You have got to be kidding me. Once again, people who try to maintain a faithful and traditional Catholic perspective are seen as a problem. People who may want to overturn traditions... interesting insights. I have read only a little bit about the movie, and it does sound, er, interesting, but... Really, how could any modern NOT mess up a story like that of Noah unless he or she had lots of Christian influence? The story is difficult enough for Christians! And what today more impacts peoples' long term ideas and impressions than the medium of film. "JFK" anyone?

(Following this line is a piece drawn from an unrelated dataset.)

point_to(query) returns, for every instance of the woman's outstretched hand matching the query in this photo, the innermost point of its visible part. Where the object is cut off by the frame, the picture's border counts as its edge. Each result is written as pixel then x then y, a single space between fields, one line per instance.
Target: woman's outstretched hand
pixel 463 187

This all goes back to one of my beefs with modern Catholics. The entire structure of Catholicism is built on an old-fashioned, traditional reading of the New Testament. The authority of the Pope comes from a literal reading of the Gospels and Tradition. But now, literal Scripture reading AND Tradition are challenged at every point, and the recourse is that the only thing binding is whatever a modern Pope says. Talk about circular reasoning that leaves us with a papal fan club. Hence, "I HEART PAPA ________________," but please, no hard saints of the Gospels or talk of Original Sin. The film critic here, unsurprisingly is studying for ordination, so I am certain he is being exposed to Biblical criticism and scholarship of a certain sort. I am not a Young or Old Earth Creationist. I have no idea how things actually played out. But I do know this: the allegorical approach to Scripture, the big push for "Myth," is pretty catastrophic. Just look at the result in Catholicism. I forget who said that the beginning of France's secularization and the flight from Catholicism was sparked by the debunking of Genesis. I believe it.

Alan Jacobs, a teacher of literature, incidentally, has this old piece worth quoting:
From one who belongs to a covenant community, then, the appropriation of the biblical narrative must be done by historical rather than what Kass would call philosophical means. Our task is not to find a conceptual vocabulary that will allow us to build analogical bridges between the biblical text and our experience; rather, we must understand that we dwell in the same history that the people of Israel relate in the Pentateuch, a history that even the Law itself is but a part of. (As David Damrosch has written, “In its presentation of the Law within this vision of the redemptive potential of exile, Leviticus is the very heart of pentateuchal narrative.”) Genesis is not analogous to our experience; it is our experience, in its historical aspect.
It is very, very easy to retreat to the "It's all a series of well-meant Myths." It's also very, very unsatisfactory. Everyone knows that if a foundation is seen as sketchy, it is quite difficult to build on. Genesis' earliest chapters remain an achilles heel of modern theology. But the only people convinced by teases like Ratzinger's In the Beginning are those that already are determined to believe faith and 'modern science' can be easily reconciled. As we are seeing again in the arena of sexuality, they simply can't. There is a primitive simplicity to parts of religion that erudite minds chaff at. Mabe the Noah movie will actually get some aspects of that right. But in that case, I imagine Steven Greydanus will probably after all have a bit of a problem with it!
[Hat tip to JM]

2 comments:

Ralph Roister-Doister said...

Catholic television is so relentlessly superificial and stupid, why would "Catholic" movies be any different? The only "biblical" movie I've seen that didn't belong in a carnie side show was "The Passion of the Christ," although I must admit that Cecil B DeMille is always good for a few laughs.

Graydanus is a half step away from a regular spot on Hollywood Extra. That is what comes of aping secular forms with lukewarm content.

Charles said...

I agree about Graydanus. Some of Cecil DeMille's work isn't half bad, though it's stylistically dated. His "Ten Commandments" is still impressive.